Three 9's Thesis of AI Investing: Why I'm Short AI Agents
What use cases don't require 99.9% accuracy?
Happy Sunday and welcome to Investing in AI. Since we’ve had a lot of new signups recently, I’ll reiterate that I’m Rob May, CEO at Neurometric, and Partner at HalfCourt Capital, which is a multi-stage tech investing firm with a thesis driven AI approach to investing. I also run the AI Innovator’s podcast, so check it out if you have a chance.
At HalfCourt, we’ve gone deep on agents to try to form a thesis on where to invest. We’ve only made one agentic investment so far - in WayFound, which is a platform for agent governance and compliance.
While we are very very bullish on agents long term, in the short term, we think agents aren’t ready for prime time for most use cases. Why? We call it the Three 9’s problem.
The terminology comes from Service Level Agreements (SLAs) for cloud computing platforms. It describes their uptime. Three 9s is .999% uptime. Five nines is .99999 % uptime. You get the picture. The less downtime your application can tolerate, the more 9s you need in your SLA.
Where it applies to agents is different - we are looking at the performance of the underlying AI models that run the agent processes. If you have an AI agent that is 92% accurate, that sounds great right?

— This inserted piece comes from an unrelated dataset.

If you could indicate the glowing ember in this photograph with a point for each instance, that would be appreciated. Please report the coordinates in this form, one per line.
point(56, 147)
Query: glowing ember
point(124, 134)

But if that agent must perform 5 steps to get a task done, and the model is 92% accurate at each task, you have to multiply .92 five times to get the overall accuracy of the workflow. That number is 65%.
Now take an example of an agent that is going to book travel on your behalf. If you are flying from the New York area, like I usually am, and you tell the agent, “book me a flight to Denver”, then that agent has to make 5 decisions for you:
What airport to fly from.
The tradeoff between price and flight time.
The tradeoff between price and direct vs layover.
The seat you want
The level of ticket you want (refundable, etc)
If the model is 92% accurate at representing your preferences, it means you will be happy with 65% of the agent’s decisions. Which means you will be unhappy with slightly less than half your travel decisions. As much as booking travel sucks, changing travel is an even worse experience. If I was using this travel bot, I don’t think I would last very long as a customer.
What that means for our investing thesis in agents is two things.
The first is - agentic companies will be successful in direct proportion to the three 9s issue. Use cases that don’t require three 9s, and aren’t frustrating at that level, will be the first to be seriously adopted. This is why things like generating images as part of a marketing workflow is a good use case. If the combined performance of a marketing campaign AI agent is 65%, that’s still fine, and productive, and not frustrating. As an investor, you want to think through these use cases. Where can a relatively poorly performing agent still be useful? Invest there first.
The second thing it means is - how do you find tactics to improve agents to Three 9s for the use cases that require it? There are so many use cases where, unless the agent is really excellent, it’s too annoying and best just to do the task yourself. These tasks are often the most annoying to do as a human so it is very tempting to adopt an agent, but the agent performance has to be very very high.
As a firm, we haven’t found very many situations for either of these use cases yet, and when we have, they tend to be crowded spaces where it is difficult to predict who will win and why they will win. I expect over the next two years many of these agent firms will go out of business but also the right user preferences will start to emerge to make these opportunities more clear. My advice as an investor is to stay on the sidelines until that happens, but keep watching the space because when it hits, it will hit quickly and everyone will pivot to the use cases and techniques that are working.
Thanks for reading, and as always, would love your feedback if you have a different take on the agent ecosystem.
The three 9s issue will be even more relevant in enterprise adoption of agents than it will be in consumer adoption of them. One reason I expect enterprise adoption of AI--beyond merely using it to generate marketing copy, etc.--will be much slower than the accelerationist types expect.
I recently read somewhere to treat these agents like a college intern, and that seems about right to me. "This person [agent] doesn't know exactly what I need, may make some odd assumptions, and I am going to have to check their work closely - so what tasks are still net positive for me to assign to them?"